Last summer, the animator and saxophonist Allen Mezquida sent me an installment of his "Smigly" web series that featured the titular hero literally playing his heart out for a hostile audience. I wrote then that the Smigly video reminded me of Mingus's "The Clown," the story of an entertainer who becomes popular only after an accidental turn to slapstick, and who achieves fame only when his act kills him. It's a parable about the dangers of the need to please, how it can corrupt and destroy.

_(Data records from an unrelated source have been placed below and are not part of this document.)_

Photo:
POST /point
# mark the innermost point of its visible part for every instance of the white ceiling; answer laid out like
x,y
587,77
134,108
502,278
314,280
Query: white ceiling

Mezquida's latest Smigly episode, "Kind of Black and Blue," channels Mingus's "The Clown" even more directly: Smigly gets a hundred-thousand YouTube hits and scores a record contract only when he uploads a video of a truck crashing into him. (His regular jazz videos have been drawing in the single digits.) In the end, this one isn't so bleak. Like "The Clown," it's a paean to making it one's own way.
This is very much yesterday's news, and last eon's news in the Twittersphere, but @jazzfamoose did indeed unmask himself yesterday at 4 p.m. EST, kinda:
Ok jazznerds, I give you the identity of @jazzfamoose Don't say you weren't warned. http://bit.ly/b6sUn6 #jazzfamous
That tiny URL links to the Facebook profile of whoever clicks on it. So the Jazzfamoose, like Time's 2006 Person of the Year, is YOU!
I'm leaving for the Great North Woods (moose beware!) in a few hours, so I won't be able to weigh in on the mystery of @jazzfamoose for the next several days, but that doesn't mean I'm not pursuing some promising leads:
A week ago, a bold new voice entered the jazz Twittersphere: @jazzfamoose. Jazzfamoose identifies himself (or herself) as a "roastmaster general," resides in the "Deciduous Vanguard," and claims "Joseph Jarman once tried to make a flute out of my antlers." So far Jazzfamoose has exploited for laughs his double identity as a boreal-forest dweller and a jazz aficionado: "My instincts tell me to avoid men in bright orange and dig countries that remind me of Miles Davis," the Moose wrote before the World Cup final. "Difference between a moose and a Michael Buble show? Moose has the horns in front and the asshole in the back," tweeted the Moose in high Borscht Belt–style.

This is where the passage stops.